Math Geek Humor

In his analysis of his hockey stick temperature reconstruction, Michel Mann claimed that his results were robust to changes in certain weighting factors.  Humorously, Steven McIntyre demonstrates that it is robust because when you do the math, the weighting factors actually cancel out of  all the equations.  In effect, Mann was saying that y =3x/x  gives the answer "3" robustly for all values of x (well, except zero).  True, but scientifically meaningless.  But worrisome when a scientist has to run numerous simulations to discover the fact.  I presume he thought his weighting factors were actually doing something in his model.

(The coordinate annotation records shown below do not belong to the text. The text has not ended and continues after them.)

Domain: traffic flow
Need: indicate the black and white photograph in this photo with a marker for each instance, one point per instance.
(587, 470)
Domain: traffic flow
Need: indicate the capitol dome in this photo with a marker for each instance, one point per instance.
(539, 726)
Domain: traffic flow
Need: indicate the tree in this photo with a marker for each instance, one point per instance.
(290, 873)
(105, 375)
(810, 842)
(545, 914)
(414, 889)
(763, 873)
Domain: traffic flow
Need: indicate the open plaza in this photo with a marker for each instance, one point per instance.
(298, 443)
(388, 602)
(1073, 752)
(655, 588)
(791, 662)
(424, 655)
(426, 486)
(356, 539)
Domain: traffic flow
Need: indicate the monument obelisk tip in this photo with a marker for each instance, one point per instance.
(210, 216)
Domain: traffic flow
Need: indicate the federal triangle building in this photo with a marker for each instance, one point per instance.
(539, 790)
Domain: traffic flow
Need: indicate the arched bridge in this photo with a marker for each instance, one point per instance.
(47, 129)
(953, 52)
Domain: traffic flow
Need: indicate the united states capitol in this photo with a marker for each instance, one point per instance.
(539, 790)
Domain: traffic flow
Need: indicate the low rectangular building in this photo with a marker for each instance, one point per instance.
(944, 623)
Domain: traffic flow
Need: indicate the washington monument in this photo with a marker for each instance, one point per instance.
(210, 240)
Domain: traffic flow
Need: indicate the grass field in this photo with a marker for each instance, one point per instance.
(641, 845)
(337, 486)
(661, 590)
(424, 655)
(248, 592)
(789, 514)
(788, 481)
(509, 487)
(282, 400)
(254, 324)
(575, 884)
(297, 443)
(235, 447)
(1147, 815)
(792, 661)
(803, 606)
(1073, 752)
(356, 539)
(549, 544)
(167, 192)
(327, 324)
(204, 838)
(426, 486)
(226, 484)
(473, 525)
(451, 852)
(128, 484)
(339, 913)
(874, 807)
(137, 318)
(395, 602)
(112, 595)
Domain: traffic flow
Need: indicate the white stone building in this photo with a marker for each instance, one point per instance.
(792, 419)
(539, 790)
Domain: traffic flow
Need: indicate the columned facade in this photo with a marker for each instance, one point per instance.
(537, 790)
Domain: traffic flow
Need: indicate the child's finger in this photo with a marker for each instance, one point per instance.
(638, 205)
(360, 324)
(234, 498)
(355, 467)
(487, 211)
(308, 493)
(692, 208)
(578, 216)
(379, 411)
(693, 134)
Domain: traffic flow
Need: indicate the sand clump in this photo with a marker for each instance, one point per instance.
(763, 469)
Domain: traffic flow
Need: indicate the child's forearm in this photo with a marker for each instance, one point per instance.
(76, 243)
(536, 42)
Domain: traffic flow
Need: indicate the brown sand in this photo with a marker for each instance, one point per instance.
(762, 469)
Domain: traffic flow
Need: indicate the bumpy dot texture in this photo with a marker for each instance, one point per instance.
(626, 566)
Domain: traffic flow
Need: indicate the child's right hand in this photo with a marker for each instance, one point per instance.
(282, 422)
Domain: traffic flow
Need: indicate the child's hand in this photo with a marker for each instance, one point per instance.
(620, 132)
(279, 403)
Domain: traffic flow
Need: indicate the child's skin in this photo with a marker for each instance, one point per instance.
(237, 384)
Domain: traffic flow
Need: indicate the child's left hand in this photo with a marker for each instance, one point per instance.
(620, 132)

Reason #4163 to be really, really confident in those climate models these guys are building.

3 Comments

  1. Larry Sheldon:

    I wonder if Mann is a closet Objectevist. A = A

  2. Bob Hawkins:

    I've known people to get papers rejected because of stuff like this. You might not even be able to publish a solid state paper like this. I always thought that solid state had the lowest standards. It's disturbing to think there could be a worse field.

    Could climate science have the lowest standards in science? Does anyone know anything about, say, pig digestion studies?

  3. Geoff Sherrington:

    Yes to pig digestion. I read that pigs gain weight most when fed unlimited meals. But for a farmer, to balance the cost of food with optimum weight gain, the best feed rate was max possible to the power 0.8. Take that to your next trivia night.